Książkę Alfreda Szklarskiego
pt. „Tomek w krainie kangurów” polecił mi tata razem z dziadkiem, ponieważ
była to ich ulubiona powieść z dzieciństwa. Utwór ten przenosi czytelnika na
odległe lądy Australii i opowiada o ciekawych przygodach Tomka Wilmowskiego,
który jest głównym bohaterem. Czternastoletni chłopiec jest bardzo zdolny, odważny
i nieustraszony. Tomek mieszkał w Warszawie razem z ciocią, wujkiem i trójką
ich dzieci. Jego mama zmarła, a tata musiał wyjechać z kraju. Pewnego dnia
przyjechał pan Smuga, by na prośbę ojca Tomka zabrać go do niego. Ojciec
naszego bohatera był geografem i stał się znanym łowcą dzikich zwierząt,
sprowadzając je ze wszystkich stron świata do cyrków i ogrodów zoologicznych.
Tym razem Tomek miał mu towarzyszyć w wyprawie do Australii i brać udział w polowaniu
na dzikie kangury.
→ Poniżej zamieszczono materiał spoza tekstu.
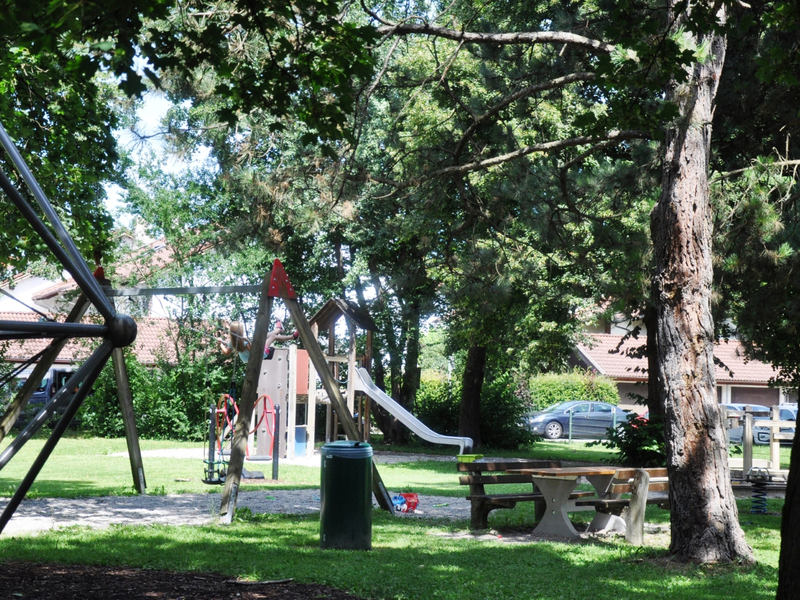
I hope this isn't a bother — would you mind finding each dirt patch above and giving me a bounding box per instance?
[0,561,367,600]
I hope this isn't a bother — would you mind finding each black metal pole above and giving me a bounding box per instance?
[0,320,107,339]
[0,122,116,321]
[0,341,113,534]
[0,344,112,471]
[0,167,103,305]
[272,405,281,481]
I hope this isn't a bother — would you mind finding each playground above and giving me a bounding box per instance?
[0,105,788,598]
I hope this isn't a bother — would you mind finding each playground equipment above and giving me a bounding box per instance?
[203,393,272,485]
[0,121,143,534]
[0,119,466,528]
[354,368,473,454]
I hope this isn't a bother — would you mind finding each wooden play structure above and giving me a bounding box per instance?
[246,297,378,462]
[218,260,395,520]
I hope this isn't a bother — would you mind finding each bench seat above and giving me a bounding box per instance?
[574,467,670,545]
[458,459,571,529]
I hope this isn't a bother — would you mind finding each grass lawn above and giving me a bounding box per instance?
[0,505,782,600]
[0,435,786,599]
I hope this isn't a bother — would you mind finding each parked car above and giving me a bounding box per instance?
[29,368,76,408]
[527,401,632,440]
[12,368,77,428]
[721,403,770,445]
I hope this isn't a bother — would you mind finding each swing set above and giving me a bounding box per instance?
[0,118,396,531]
[202,392,275,485]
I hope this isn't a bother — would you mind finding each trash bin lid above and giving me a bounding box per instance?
[322,440,373,459]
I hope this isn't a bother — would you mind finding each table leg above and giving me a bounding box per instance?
[585,473,625,532]
[532,477,580,537]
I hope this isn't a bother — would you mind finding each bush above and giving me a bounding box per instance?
[478,373,535,449]
[414,373,534,450]
[80,341,232,441]
[527,370,620,410]
[415,378,460,437]
[593,414,666,467]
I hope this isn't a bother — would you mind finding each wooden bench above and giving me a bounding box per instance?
[457,460,595,529]
[574,467,670,545]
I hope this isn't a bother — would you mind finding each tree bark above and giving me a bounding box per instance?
[458,345,485,449]
[644,304,662,422]
[650,3,753,564]
[778,403,800,597]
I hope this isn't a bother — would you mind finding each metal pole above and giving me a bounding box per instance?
[0,341,113,533]
[272,405,281,481]
[0,320,107,339]
[569,410,573,443]
[0,122,115,320]
[0,295,91,442]
[0,345,113,471]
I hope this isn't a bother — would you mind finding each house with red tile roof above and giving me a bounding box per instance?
[571,332,796,413]
[0,311,179,370]
[1,237,191,374]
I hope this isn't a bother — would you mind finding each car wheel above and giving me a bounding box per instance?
[544,421,563,440]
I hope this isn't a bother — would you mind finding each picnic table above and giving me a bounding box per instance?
[507,466,619,538]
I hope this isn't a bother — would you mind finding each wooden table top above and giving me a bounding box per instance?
[507,466,619,477]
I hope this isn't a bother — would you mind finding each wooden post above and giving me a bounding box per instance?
[287,344,297,459]
[306,323,319,457]
[347,319,356,418]
[770,405,781,469]
[328,324,339,440]
[285,297,393,511]
[743,411,754,475]
[219,275,273,522]
[625,469,650,546]
[112,347,146,494]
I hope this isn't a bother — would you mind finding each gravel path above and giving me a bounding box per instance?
[0,451,471,536]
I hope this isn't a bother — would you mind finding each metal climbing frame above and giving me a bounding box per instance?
[0,120,140,533]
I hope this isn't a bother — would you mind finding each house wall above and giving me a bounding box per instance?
[618,381,785,411]
[0,276,53,312]
[616,382,648,414]
[730,386,780,407]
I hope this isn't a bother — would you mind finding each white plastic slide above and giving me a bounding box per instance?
[354,367,473,454]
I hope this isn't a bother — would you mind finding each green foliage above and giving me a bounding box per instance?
[81,341,230,441]
[414,379,460,437]
[593,415,667,467]
[527,370,620,411]
[414,372,534,450]
[478,373,535,450]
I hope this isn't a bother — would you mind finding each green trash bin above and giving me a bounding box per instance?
[320,440,373,550]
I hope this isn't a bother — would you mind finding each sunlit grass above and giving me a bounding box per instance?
[0,509,780,600]
[0,435,785,599]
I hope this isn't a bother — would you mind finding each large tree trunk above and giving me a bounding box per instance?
[778,399,800,597]
[458,345,485,449]
[650,3,753,564]
[644,304,662,422]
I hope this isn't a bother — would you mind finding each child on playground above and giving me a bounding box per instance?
[219,320,298,363]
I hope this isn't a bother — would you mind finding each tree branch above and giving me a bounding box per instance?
[363,130,649,189]
[454,72,597,158]
[376,23,614,54]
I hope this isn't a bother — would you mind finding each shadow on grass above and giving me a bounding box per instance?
[0,511,778,600]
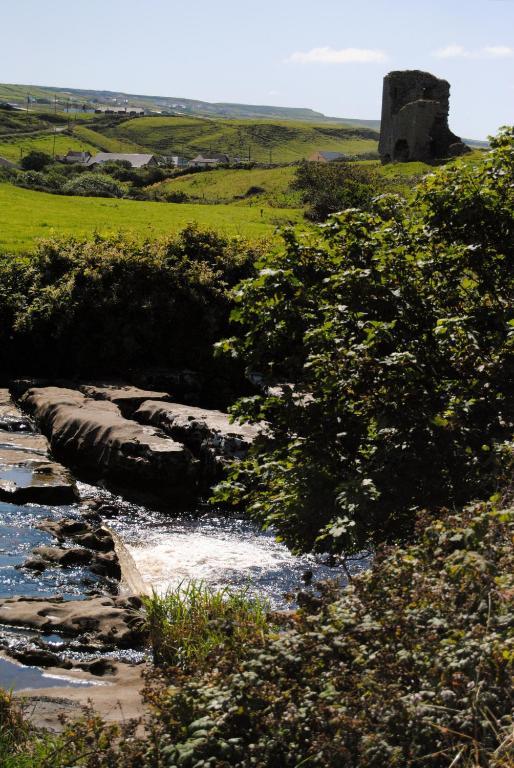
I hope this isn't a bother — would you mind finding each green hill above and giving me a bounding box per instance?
[92,116,378,162]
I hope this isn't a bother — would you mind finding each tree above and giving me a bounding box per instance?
[292,159,381,221]
[20,150,52,171]
[215,128,514,555]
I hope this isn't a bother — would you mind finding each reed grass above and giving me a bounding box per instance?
[141,580,271,668]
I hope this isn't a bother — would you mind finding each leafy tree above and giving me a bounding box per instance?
[215,128,514,555]
[292,159,382,221]
[62,171,126,198]
[20,150,53,171]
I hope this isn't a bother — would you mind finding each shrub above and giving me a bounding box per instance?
[20,150,52,171]
[214,128,514,555]
[147,501,514,768]
[0,226,261,383]
[62,171,126,198]
[293,159,382,221]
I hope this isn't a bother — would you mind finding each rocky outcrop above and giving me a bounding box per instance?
[79,383,171,417]
[379,70,469,163]
[21,387,197,496]
[0,595,144,647]
[134,400,261,480]
[0,393,78,505]
[0,389,32,431]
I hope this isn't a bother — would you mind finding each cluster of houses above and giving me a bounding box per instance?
[62,148,349,170]
[61,150,232,169]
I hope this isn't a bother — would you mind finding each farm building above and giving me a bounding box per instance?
[62,150,92,164]
[86,152,158,168]
[189,153,230,168]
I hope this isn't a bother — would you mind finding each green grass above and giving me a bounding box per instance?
[97,115,379,162]
[0,131,99,162]
[73,124,145,153]
[0,182,301,251]
[142,580,270,668]
[151,165,301,207]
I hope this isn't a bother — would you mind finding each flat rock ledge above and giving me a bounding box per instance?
[0,595,144,648]
[0,390,77,505]
[135,400,261,480]
[21,387,197,495]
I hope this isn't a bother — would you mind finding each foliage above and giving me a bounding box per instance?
[20,150,53,171]
[214,128,514,554]
[0,226,261,379]
[62,171,126,198]
[145,501,514,768]
[293,159,383,220]
[142,580,270,668]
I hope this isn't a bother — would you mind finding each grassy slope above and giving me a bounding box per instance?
[0,132,100,162]
[97,116,379,162]
[151,166,301,207]
[0,182,301,251]
[73,124,145,153]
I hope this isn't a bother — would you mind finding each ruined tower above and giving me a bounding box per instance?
[378,70,468,163]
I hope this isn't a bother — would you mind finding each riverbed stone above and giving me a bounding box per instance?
[79,383,171,417]
[0,595,145,647]
[0,390,33,432]
[134,400,261,480]
[21,387,197,495]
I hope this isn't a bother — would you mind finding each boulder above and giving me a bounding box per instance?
[31,545,93,567]
[21,387,197,496]
[134,400,260,481]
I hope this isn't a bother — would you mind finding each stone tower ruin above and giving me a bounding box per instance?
[379,70,468,163]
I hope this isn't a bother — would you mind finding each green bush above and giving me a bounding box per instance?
[147,501,514,768]
[20,150,53,171]
[0,226,261,382]
[214,128,514,554]
[62,171,126,198]
[293,159,382,221]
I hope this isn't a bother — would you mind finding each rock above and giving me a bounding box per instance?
[74,529,115,552]
[79,383,171,417]
[19,557,47,571]
[89,551,121,579]
[0,423,78,505]
[31,545,93,567]
[21,387,197,496]
[8,646,71,669]
[36,518,90,539]
[379,70,469,163]
[76,658,117,676]
[0,389,33,432]
[134,400,260,481]
[0,595,145,647]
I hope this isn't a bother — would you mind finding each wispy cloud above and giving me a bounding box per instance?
[286,46,387,64]
[433,43,514,59]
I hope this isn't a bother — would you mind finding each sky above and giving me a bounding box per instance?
[1,0,513,139]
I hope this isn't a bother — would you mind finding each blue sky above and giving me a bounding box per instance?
[1,0,513,138]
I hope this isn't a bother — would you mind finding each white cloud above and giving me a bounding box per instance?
[433,43,514,59]
[286,46,387,64]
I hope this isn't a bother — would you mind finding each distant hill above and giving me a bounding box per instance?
[0,82,380,130]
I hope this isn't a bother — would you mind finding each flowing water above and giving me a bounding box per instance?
[80,484,369,609]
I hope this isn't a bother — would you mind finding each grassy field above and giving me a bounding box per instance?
[97,116,379,162]
[73,124,146,153]
[0,182,301,251]
[0,131,99,162]
[151,165,301,207]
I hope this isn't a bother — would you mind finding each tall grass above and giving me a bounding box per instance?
[142,580,271,668]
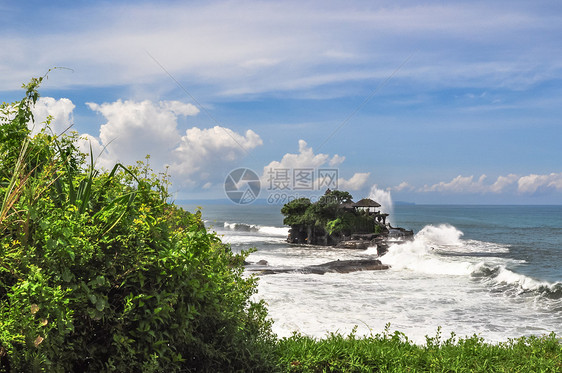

I tak na statku transportowym „Aligator”, przystosowanym do
dalekomorskiego przewozu zwierząt, rozpoczyna się pełna przygód i niezwykłych
historii opowieść o Tomku Wilmowskim.
Z zapartym tchem śledziłem losy Tomka.
Szczególną uwagę przykuwają takie momenty jak np. po przypłynięciu na wyspę
Cejlon, spotkanie ze słoniem, czy podczas burzy na statku spotkanie oko w oko z
tygrysem bengalskim. Akcja tej książki jest szybka. Nie brakuje w niej
strzelanin, polowań na dzikie zwierzęta, czy spotkań z bandytami. Przygody Tomka
to prawdziwa uczta dla miłośników takich opowieści, w których jest wiele ciekawych historii, egzotycznych
krajobrazów, zwierząt, ludzi oraz zjawisk atmosferycznych.
Zachęcam do
śledzenia dalszych losów Tomka, ponieważ jego przygody są bardzo ciekawe. Książka Alfreda Szklarskiego
pt. „Tomek w krainie kangurów” to świetnie napisana powieść przygodowa, po którą może sięgnąć
zarówno młody człowiek jak i dorosły. Każdy czytelnik będzie się świetnie bawił,
towarzysząc Tomkowi w wielu ciekawych przygodach. Książka ta uczy miłości do
otaczającego nas świata i natury. Sam z pewnością sięgnę po kolejne tomy
opisujące dalsze losy Tomka Wilmowsiego.